The next concerts in the National Symphony Orchestra’s Beethoven & American Masters series will take place at the Kennedy Center on Friday, May 19 and Saturday, May 20: Beethoven’s “Pastoral” Symphony paired with the Symphony No. 2 in G Minor, “Song of a New Race” by one of the most fascinating figures in twentieth-century music, American composer William Grant Still (1895-1978).
William Grant Still’s Symphony No. 2 had its first performance in Philadelphia in 1937. The composer regarded it as a kind of musical sequel to his Symphony No. 1, “Afro-American”, completed half a dozen years earlier, which musically evoked a Black American past with its blues idioms. This Second Symphony looks to the present and the embraces the possibilities of transformation as it looks to the future, as Still explained:
[The] Symphony [No. 2] in G minor is related to my Afro-American Symphony, being, in fact, a sort of extension or evolution of the latter. This relationship is implied musically through the affinity of the principal theme of the first movement of the Symphony in G minor to the principal theme of the fourth, or last, movement of the Afro-American.
The Afro-American Symphony represented the Negro of days not far removed from the Civil War. The Symphony in G minor represents the American colored man of today, in so many instances a totally new individual produced through the fusion of White, Indian, and Negro bloods.

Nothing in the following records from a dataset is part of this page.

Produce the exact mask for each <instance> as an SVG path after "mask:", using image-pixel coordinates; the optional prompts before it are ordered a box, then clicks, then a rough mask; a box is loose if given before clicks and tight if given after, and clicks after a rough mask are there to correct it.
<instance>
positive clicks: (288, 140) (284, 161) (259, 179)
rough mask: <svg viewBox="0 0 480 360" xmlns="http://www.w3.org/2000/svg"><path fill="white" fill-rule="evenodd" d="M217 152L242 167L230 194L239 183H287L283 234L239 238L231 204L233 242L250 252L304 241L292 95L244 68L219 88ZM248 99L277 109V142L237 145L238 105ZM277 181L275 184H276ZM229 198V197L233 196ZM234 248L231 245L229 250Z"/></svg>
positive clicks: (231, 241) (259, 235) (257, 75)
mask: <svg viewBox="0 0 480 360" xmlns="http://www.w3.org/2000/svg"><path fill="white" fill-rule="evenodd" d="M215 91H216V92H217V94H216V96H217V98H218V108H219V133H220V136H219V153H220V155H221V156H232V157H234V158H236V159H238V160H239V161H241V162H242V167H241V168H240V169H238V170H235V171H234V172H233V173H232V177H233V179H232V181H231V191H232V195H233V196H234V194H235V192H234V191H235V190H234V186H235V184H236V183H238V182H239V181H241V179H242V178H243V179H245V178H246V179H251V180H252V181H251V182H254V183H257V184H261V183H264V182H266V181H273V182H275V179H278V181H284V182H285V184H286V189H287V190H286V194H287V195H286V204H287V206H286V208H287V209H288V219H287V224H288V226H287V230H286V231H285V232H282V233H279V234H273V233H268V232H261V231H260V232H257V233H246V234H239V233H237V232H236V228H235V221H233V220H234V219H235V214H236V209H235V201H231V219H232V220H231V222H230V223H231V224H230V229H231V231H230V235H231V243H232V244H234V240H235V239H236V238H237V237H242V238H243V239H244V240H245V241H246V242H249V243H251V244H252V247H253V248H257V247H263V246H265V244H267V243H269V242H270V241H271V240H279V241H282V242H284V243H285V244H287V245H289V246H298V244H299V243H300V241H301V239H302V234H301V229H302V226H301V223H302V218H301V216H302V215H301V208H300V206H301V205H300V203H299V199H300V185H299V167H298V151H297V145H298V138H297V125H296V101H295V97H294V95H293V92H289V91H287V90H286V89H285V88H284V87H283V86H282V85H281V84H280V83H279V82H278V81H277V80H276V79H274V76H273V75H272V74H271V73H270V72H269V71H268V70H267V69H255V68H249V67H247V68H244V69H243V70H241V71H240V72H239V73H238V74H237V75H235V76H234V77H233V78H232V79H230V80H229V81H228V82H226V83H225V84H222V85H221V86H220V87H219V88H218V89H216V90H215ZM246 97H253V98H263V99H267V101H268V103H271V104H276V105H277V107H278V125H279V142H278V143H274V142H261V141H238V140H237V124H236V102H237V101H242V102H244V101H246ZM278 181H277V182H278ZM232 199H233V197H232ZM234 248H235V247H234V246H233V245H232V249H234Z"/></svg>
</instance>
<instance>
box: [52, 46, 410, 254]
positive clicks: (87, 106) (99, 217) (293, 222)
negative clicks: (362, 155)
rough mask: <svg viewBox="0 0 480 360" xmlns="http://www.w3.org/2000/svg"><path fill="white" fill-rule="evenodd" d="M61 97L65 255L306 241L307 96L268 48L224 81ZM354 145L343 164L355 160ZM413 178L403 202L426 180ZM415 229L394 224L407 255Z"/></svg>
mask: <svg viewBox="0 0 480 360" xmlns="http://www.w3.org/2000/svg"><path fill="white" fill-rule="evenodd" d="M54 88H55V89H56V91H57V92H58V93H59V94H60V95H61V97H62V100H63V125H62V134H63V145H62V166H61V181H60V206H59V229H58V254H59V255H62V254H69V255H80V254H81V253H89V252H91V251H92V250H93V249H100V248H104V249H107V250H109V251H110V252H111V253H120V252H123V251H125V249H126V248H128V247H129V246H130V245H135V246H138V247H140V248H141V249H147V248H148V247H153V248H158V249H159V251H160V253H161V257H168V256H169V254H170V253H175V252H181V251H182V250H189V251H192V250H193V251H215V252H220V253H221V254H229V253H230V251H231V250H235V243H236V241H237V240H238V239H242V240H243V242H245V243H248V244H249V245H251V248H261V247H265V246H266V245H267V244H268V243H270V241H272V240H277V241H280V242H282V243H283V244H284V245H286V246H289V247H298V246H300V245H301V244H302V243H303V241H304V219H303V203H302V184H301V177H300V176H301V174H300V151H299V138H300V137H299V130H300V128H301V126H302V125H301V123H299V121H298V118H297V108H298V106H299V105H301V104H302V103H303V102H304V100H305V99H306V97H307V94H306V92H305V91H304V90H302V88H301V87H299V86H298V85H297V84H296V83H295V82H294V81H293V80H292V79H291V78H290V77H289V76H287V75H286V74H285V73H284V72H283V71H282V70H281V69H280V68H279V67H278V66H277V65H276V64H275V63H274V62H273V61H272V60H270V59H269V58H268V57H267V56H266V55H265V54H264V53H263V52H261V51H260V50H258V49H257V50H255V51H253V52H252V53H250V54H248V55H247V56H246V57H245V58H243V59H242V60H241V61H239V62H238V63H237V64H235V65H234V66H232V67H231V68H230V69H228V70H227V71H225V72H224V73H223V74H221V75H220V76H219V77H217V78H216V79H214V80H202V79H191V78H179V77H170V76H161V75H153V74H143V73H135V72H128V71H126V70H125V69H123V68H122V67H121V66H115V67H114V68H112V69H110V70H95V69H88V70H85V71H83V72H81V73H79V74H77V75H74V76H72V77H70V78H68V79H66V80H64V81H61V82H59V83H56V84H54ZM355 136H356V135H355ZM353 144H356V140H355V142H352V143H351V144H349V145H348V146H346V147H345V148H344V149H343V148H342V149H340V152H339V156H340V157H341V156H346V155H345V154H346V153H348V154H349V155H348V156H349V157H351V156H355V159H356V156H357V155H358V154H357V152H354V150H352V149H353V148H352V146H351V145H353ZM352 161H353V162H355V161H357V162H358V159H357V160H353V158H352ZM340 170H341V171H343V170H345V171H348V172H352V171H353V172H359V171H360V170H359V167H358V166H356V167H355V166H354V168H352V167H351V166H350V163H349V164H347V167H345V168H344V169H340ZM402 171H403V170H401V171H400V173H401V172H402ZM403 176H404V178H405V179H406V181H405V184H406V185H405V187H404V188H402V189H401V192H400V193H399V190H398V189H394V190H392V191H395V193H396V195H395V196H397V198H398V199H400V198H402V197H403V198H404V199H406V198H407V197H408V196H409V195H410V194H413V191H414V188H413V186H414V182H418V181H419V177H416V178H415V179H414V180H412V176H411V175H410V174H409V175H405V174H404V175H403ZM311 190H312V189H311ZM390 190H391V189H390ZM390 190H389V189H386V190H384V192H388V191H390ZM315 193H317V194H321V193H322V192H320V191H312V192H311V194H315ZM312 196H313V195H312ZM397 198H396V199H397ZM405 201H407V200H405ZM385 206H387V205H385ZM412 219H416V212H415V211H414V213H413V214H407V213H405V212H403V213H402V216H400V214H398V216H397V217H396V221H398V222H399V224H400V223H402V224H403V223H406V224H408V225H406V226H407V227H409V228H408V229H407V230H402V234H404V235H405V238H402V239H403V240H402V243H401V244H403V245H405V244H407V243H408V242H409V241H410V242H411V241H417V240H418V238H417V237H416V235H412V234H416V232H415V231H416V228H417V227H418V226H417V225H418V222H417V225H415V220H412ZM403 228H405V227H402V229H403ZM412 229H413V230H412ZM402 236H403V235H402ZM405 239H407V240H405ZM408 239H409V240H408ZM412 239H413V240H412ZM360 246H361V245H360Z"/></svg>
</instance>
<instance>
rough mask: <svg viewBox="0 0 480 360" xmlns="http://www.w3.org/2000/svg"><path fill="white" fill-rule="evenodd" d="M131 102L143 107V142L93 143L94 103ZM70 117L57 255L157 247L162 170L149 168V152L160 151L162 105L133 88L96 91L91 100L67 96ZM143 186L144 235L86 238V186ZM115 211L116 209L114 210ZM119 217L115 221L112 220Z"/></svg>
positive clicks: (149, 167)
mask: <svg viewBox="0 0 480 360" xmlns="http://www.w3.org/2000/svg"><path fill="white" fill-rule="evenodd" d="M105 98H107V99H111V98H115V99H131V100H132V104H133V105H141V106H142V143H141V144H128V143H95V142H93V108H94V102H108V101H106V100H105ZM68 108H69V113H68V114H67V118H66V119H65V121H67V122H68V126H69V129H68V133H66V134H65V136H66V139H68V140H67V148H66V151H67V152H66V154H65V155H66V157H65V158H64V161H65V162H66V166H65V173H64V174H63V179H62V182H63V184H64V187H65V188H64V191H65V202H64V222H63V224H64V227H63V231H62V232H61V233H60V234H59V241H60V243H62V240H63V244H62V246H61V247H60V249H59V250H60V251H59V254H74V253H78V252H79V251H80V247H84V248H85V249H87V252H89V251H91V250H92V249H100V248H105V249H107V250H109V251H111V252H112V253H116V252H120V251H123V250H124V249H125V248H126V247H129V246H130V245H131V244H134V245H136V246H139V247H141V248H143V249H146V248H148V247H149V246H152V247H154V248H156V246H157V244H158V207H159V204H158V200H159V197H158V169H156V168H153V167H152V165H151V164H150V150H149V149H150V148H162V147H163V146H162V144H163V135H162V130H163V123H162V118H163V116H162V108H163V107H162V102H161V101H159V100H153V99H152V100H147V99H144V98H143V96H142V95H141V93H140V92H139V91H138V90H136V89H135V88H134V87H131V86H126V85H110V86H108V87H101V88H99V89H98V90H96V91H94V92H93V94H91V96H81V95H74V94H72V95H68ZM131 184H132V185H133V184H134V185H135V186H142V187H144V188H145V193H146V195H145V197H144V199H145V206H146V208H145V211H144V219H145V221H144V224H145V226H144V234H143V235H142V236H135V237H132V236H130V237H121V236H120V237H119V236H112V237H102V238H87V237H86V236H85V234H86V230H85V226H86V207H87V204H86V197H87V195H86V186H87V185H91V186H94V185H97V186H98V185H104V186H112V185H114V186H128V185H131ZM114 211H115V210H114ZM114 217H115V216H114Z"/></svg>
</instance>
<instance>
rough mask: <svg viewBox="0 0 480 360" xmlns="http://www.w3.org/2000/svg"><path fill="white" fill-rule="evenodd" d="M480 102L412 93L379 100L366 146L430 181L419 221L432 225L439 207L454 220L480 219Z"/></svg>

Beethoven completed his Symphony No. 6, “Pastorale”, in 1808; its premiere (at the same concert as the first performances of his Fifth Symphony and Fourth Piano Concerto) was at the end of that year. The climax of Beethoven’s “Pastoral” Symphony is a terrifying storm; its dénouement is a sweeping, joyous song of communal thanksgiving (perhaps contrasting with the “Heiliger Dankgesang” of the 1825 A Minor String Quartet, which seems more an individual expression of gratitude). Is Still’s Symphony in G Minor the musical expression of a view of life after the tempests of enslavement, the Civil War and Jim Crow, looking toward a “totally new individual” forged from the indestructible iron of the Black American experience, gratefully embracing a newfound liberation that is at once particular and universal? In a letter to his friend and steadfast supporter Irving Schwerké, Still remarked: “It may be said that the purpose of the Symphony in G Minor is to point musically to changes wrought in a people through the progressive and transmuting spirit of America.” It is a work expressing optimism in the self-empowerment of a people.